I'm stuck in this way, and can't see other ways to solve this problem. Any hint?

XXWANGL
  • 133

2 Answers2

1

Hint: for any $[a,b]$, $\exists \theta(a,b): \theta \in [a,b], f'(\theta)={f(b)-f(a) \over b-a}$. Now take $a_n=f'(\theta(n,n+1))$, it's obvious that $lim_{x \to +\infty}a_n = b$. Show that $lim_{n \to \infty}a_n = 0$.
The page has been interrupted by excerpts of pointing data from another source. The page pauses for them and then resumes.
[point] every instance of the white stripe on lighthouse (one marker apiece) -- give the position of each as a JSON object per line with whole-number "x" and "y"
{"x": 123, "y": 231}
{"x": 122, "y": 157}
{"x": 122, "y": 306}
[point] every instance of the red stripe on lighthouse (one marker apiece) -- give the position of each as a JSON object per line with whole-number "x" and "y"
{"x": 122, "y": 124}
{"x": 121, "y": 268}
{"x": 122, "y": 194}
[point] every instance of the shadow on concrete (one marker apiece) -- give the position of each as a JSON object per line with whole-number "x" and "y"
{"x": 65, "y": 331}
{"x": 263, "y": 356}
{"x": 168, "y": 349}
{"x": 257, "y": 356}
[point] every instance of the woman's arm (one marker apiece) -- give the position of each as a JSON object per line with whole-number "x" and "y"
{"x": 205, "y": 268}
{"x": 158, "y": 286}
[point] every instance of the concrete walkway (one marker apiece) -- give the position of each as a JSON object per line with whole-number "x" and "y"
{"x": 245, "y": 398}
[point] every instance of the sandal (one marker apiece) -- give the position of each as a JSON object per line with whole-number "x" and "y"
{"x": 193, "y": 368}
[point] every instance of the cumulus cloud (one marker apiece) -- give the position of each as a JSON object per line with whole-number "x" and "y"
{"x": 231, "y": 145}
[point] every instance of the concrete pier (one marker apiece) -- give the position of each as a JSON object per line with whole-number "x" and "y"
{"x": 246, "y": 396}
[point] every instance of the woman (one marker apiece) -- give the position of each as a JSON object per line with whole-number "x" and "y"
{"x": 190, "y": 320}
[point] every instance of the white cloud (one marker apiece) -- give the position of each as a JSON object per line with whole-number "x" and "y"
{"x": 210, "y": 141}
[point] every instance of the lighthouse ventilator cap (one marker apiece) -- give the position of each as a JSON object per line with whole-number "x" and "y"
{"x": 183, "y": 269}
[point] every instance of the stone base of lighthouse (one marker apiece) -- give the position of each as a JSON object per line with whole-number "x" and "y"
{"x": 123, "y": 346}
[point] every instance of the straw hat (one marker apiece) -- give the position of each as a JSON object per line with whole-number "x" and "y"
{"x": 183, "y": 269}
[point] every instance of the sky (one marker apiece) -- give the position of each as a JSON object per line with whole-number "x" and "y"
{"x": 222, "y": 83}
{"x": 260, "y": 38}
Note that the proof holds for any $f_0 : f(x) \to f_0$ as $x \to +\infty$.

Abstraction
  • 2,482
  • I don't get what you are trying to do here. Could you plz be more specific? – XXWANGL Dec 07 '15 at 15:05
  • I offer you some specific sequence $a_n$ so that, on one hand, $\lim_{n \to \infty} a_n = b$ and on the other, $\lim_{n \to \infty} a_n = 0$. – Abstraction Dec 07 '15 at 15:14
1

Since $$f'(x)= \lim_{h\to0} \frac{f(x+h)-f(x)}{h},$$ we have, replacing $h$ by $f(x)$ and taking $x\to+\infty$: $$ \lim_{x\to+\infty} f'(x)= \lim_{x\to+\infty} \frac{f(x+f(x))}{f(x)} - 1,$$ and thus $$ \lim_{x\to+\infty} \frac{f(x+f(x))}{f(x)} =1+b. \tag{$\star$} $$ Now, $b>0$ would imply $f(x)<0$ for large enough $x$, whence $$ \frac{f(x+f(x))}{f(x)} <1, $$ for those large $x$, contradicting $(\star)$. A contradiction is analogously derived from $b<0$. Hence, $b=0$.